4 John’s clothes were made of camel’s hair, and he had a leather belt around his waist. His food was locusts and wild honey. 5 People went out to him from Jerusalem and all Judea and the whole region of the Jordan. 6 Confessing their sins, they were baptized by him in the Jordan River.
7 But when he saw many of the Pharisees and Sadducees coming to where he was baptizing, he said to them: “You brood of vipers! Who warned you to flee from the coming wrath? 8 Produce fruit in keeping with repentance. 9 And do not think you can say to yourselves, ‘We have Abraham as our father.’ I tell you that out of these stones God can raise up children for Abraham. 10 The ax is already at the root of the trees, and every tree that does not produce good fruit will be cut down and thrown into the fire.

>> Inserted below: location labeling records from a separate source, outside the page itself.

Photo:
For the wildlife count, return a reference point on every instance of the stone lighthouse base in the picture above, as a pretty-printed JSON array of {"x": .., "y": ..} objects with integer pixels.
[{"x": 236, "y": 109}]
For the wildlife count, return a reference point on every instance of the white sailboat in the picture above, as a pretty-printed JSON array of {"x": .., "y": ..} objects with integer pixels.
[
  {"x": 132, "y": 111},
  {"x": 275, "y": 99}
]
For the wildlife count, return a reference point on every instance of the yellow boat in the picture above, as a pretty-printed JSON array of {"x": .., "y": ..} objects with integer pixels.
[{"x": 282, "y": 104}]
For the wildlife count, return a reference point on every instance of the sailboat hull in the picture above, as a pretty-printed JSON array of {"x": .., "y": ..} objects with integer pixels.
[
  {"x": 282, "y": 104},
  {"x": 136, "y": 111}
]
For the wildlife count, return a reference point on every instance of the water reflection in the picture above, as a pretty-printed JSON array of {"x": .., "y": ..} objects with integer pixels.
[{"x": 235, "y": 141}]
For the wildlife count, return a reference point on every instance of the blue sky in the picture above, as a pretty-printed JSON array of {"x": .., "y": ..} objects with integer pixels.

11 “I baptize you with water for repentance. But after me comes one who is more powerful than I, whose sandals I am not worthy to carry. He will baptize you with the Holy Spirit and fire. 12 His winnowing fork is in his hand, and he will clear his threshing floor, gathering his wheat into the barn and burning up the chaff with unquenchable fire.”
New International Version (NIV)
Holy Bible, New International Version®, NIV® Copyright ©1973, 1978, 1984, 2011 by Biblica, Inc.® Used by permission. All rights reserved worldwide.
How might we “prepare the way for the Lord” (3) in the coming year?
Christmas is over, the wrapping paper is discarded, and the next chapter of life begins. Yet God’s preparations are still ongoing! Matthew skillfully tells the story so that his readers can understand that this Jesus is the Messiah, the Lord, foretold by the prophets, who has a mission to fulfill.
The language “in those days” (1) echoes the words of the old prophets (e.g., Jer. 33:15,16) and recalls something unheard-of for generations. Matthew is saying, “Here is the prophet,” the one of whom Isaiah spoke, the “voice… crying in the wilderness” (3; cf. Isa. 40:3). John’s trenchant preaching and his simple, ascetic lifestyle would have reminded people of Elijah, whose life was
expected to prepare the way for the Messiah (Matt. 17:11–13).
What preparation was needed for this man? Like his predecessors, this prophet issues an uncomfortable message: “Repent” (2). Jesus cannot come into lives where he is not welcome. Many respond, showing their intention to live godly lives henceforth (5,6). The religious leaders, however, react differently (7–9). John’s fiery words condemn their religiosity, which fools them into thinking they have no need for repentance. Hypocritical, deceitful “vipers” is how Jesus, too, would later describe them (Matt. 23:33). If you’re serious about seeking God, alter your lifestyle, challenges John (8,10).
Yet, good news inheres in his unsettling words! Here, perhaps, is a hint of “The Branch” again, about to spring up from the stump (10). Baptism in the Jordan River is just the beginning, preparing for the promise of God’s coming Holy Spirit (11). Some of Matthew’s first-generation readers would have recognized themselves and their own stories here. How can we prepare the way for the Lord as we reflect on the past year and the one coming?
“For the sake of your Son Jesus Christ… forgive us all that is past and grant that we may serve you in newness of life” (Common Worship, Church House Publishing).
Lord, allow me to see all the lapses in my life and all the places where my walk does not line up with my talk.